PNC Bank doesn't require you to have an account with the bank to qualify for a personal loan. The bank gives equal weight to your credit score, income and debt-to-income ratio when considering a loan application.
TD Bank requires a high credit score to qualify, but its rates are competitive with other bank loans and you may get a rate discount if you choose autopay.
Wells Fargo accepts co-signers on a personal loan and offers joint loans. It typically requires borrowers to have an excellent credit score, but existing customers may be able to qualify with a good credit score.
Min. credit score
Typical APR range
6.99 - 24.99%
6.99 - 19.99%
9.24 - 29.49%
6.99 - 18.99%
5.49 - 24.49%
Click “Check Rates” to pre-qualify on NerdWallet and receive personalized rates from multiple lenders.
Uses for a bank loan
Bank loans can be used for almost any reason. Common uses include home improvement projects and debt consolidation. Some lenders allow you to use a personal loan to refinance an existing loan. Refinancing can make sense if the new loan has a lower rate than the loan you already have.
Some banks offer secured loans for purchases like RVs and boats.
Is getting a personal loan a good idea?
Depending on what you plan to use it for, a personal loan can be a good idea if it can help you reach your financial goals without putting you in financial jeopardy. It can also build your credit history, provided you make payments on time.
Having different types of credit — including revolving credit like credit cards, as well as installment accounts like personal loans — can boost your perceived creditworthiness in the eyes of lenders.
How can I improve my chances of getting approved?

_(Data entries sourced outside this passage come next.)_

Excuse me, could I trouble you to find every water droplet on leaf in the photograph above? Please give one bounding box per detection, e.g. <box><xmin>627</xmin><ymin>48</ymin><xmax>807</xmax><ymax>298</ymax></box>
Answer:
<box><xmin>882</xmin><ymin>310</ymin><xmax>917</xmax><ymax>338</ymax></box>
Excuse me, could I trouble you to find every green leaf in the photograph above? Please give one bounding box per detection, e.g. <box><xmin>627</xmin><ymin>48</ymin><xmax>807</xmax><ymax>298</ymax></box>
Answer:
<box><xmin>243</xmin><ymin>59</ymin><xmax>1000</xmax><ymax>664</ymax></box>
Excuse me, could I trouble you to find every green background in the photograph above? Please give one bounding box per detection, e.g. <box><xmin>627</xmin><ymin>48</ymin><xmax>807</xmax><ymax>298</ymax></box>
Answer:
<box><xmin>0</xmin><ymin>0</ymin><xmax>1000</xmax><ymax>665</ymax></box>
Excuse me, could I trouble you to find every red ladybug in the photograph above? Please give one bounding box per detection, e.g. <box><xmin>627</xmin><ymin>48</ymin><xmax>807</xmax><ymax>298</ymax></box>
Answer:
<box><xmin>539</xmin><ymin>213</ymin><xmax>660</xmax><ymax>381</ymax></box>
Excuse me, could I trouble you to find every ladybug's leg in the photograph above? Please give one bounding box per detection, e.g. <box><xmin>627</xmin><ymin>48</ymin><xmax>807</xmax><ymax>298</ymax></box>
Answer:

If you’re worried your credit score is too low to get the loan you want, there are a few steps you can take to help you qualify for a personal loan:
Check your credit report regularly. You can get your credit reports for free at AnnualCreditReport.com. If you see any errors on your reports, dispute them in writing or by phone.
Be consistent about making on-time payments toward all of your debts. This will help improve your debt-to-income ratio as well as build up your payment history, all of which impact your credit score.
Apply only for the amount of money that you need. Requesting more than you need means you’ll be making higher loan payments each month, which can jeopardize your budget and ability to pay your debts.
Consider a co-signer. If you don’t think you’ll be approved for the loan you want from the lender of your choice, adding a co-signer with a higher credit score and income can boost your approval chances.
Applying for a loan from a bank
Some banks allow you to pre-qualify for a loan to find out how much you can borrow and what rate you qualify for.
Still, most traditional banks don’t offer pre-qualification and instead require you to submit an application, which triggers a hard credit pull and can drop your credit score by up to five points.
Once you’ve compared banks and decided which you’d like to borrow from, you’ll fill out an application. Some banks require an in-person visit to apply or close a personal loan.